Actual Previous Highest Lowest Dates Unit Frequency
228.30 222.10 815.00 115.00 1997 - 2026 US Cents/kg Daily

News Stream
Rubber Futures Hover Around 2017-Highs
Rubber futures traded slightly above 220 US cents per kilogram, hovering near the highest since February 2017, supported by elevated oil prices amid ongoing Middle East tensions and weather concerns in major producing regions. Natural rubber prices closely track crude oil, as higher oil prices make synthetic rubber more expensive and boost demand for natural rubber.
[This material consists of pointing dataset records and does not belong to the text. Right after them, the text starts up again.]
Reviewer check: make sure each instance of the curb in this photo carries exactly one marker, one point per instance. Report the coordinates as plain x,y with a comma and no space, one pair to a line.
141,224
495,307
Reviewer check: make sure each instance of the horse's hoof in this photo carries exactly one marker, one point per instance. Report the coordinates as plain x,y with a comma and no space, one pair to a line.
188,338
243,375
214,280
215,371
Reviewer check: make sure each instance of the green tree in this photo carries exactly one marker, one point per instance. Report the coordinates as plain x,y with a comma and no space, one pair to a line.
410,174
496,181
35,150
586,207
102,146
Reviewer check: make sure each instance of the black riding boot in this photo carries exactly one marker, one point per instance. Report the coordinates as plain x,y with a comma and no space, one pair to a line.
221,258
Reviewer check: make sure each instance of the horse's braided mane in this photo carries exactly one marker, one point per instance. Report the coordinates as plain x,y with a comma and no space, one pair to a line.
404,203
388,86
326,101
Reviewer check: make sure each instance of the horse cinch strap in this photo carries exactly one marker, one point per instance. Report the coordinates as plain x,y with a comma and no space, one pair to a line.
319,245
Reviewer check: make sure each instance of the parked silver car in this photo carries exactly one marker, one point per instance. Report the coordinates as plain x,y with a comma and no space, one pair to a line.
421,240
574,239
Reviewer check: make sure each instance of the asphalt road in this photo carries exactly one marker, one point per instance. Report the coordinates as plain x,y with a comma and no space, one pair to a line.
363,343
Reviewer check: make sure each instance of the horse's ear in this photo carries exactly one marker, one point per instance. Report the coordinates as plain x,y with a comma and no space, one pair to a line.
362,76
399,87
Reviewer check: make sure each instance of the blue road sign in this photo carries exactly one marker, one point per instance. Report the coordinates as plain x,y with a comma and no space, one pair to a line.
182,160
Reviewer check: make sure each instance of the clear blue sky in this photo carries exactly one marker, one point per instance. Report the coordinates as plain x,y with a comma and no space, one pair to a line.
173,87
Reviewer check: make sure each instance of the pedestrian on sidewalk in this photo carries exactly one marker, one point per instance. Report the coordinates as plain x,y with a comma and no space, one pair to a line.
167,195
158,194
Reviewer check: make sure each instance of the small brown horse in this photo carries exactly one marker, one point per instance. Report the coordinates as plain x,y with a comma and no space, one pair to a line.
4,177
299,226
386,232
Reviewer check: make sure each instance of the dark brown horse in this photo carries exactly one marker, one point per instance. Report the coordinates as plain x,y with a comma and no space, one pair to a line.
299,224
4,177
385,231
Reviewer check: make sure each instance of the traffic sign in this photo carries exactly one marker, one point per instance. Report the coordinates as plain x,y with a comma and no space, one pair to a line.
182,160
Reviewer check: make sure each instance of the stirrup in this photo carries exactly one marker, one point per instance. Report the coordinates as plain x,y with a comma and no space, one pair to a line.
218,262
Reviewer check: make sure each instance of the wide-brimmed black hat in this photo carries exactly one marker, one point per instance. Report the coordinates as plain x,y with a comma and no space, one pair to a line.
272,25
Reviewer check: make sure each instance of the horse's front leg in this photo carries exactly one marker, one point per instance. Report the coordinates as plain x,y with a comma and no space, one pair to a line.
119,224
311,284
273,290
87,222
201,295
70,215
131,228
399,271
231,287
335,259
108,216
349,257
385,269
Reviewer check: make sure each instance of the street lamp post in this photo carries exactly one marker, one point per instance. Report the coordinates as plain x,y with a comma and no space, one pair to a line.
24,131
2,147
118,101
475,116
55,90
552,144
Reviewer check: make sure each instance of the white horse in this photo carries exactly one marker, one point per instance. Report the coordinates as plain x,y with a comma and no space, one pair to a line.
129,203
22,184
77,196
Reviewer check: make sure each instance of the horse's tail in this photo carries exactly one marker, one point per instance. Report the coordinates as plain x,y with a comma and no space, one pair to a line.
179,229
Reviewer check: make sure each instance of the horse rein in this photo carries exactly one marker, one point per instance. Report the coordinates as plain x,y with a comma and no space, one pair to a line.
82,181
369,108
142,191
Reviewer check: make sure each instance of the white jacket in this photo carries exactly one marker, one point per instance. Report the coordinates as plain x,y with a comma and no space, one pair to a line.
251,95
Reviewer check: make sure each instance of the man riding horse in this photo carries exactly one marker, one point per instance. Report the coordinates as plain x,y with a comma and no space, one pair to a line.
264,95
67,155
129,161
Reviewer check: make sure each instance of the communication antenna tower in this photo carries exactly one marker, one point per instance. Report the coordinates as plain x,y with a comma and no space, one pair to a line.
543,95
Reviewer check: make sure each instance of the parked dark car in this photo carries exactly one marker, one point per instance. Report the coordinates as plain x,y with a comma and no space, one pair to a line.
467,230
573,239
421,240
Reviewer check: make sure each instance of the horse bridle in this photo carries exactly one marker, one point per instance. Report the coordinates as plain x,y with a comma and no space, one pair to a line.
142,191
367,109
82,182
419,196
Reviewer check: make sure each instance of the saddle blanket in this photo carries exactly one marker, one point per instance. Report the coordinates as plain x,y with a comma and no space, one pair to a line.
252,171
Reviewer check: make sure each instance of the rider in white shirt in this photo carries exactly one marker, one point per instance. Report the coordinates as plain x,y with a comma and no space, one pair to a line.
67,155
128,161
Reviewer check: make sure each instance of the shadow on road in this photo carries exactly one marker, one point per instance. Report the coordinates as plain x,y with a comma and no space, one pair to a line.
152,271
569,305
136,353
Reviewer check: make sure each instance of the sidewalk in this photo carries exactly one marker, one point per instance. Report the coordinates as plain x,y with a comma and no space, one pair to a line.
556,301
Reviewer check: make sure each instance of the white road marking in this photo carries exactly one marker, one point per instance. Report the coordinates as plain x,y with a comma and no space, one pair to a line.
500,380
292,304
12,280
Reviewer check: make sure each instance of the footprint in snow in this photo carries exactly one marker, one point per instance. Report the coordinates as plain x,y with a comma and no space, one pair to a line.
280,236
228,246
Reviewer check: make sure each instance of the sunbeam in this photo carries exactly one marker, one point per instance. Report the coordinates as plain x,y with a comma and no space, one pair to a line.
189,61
In major Southeast Asian producers, including Thailand, Indonesia and Vietnam, monsoon rains since mid-May have disrupted agricultural activity and constrained output, with elevated temperatures amid climate change also weighing on production. Thailand is also under maximum environmental alert due to an intense “Super El Niño” phenomenon expected to trigger severe drought conditions in the country. Meanwhile, weak tyre demand from the Middle East continues to weigh on rubber consumption, as the region imports large volumes of Chinese-made tyres that rely on rubber as a key input.
2026-05-27
Rubber Futures Trade Sideways
Rubber futures traded around 220 US cents per kilogram in late May, moving sideways after retreating from a nine-year high of 232 US cents earlier this month, as traders continued to monitor supply conditions across key producing regions. Ivory Coast is set to enter its peak harvesting season, which could add to global supply, while heavy rainfall in Thailand has disrupted tapping activity and constrained output, limiting downside pressure. Meanwhile, weak tyre demand from the Middle East continues to weigh on overall rubber consumption, as the region is a major importer of Chinese-manufactured tyres, which are made from rubber. Elsewhere, sentiment around US–Iran talks has pushed oil prices lower, which could ease input cost pressures for synthetic rubber and reduce the relative attractiveness of natural rubber.
2026-05-25
Rubber Futures Retreat
Rubber futures eased to around 220 US cents per kilogram in May, retreating from an over nine-year high as an earlier speculative-driven rally lost momentum. The rally had been fueled by concerns over tighter supply due to weather-related disruptions, with Thailand, the world’s largest producer, expected to see heavy rainfall, raising the risks of flash floods and river overflows in key southern rubber-growing regions. However, as prices climbed, elevated physical rubber prices began to squeeze margins for buyers and processors, weakening profitability and prompting end-users to scale back immediate purchases. This cooling spot demand fed back into futures pricing, with traders becoming more cautious on procurement and reassessing near-term demand strength. Meanwhile, higher crude oil continued to provide support, as Middle East tensions kept it elevated. This lifted synthetic rubber costs, making natural rubber more attractive.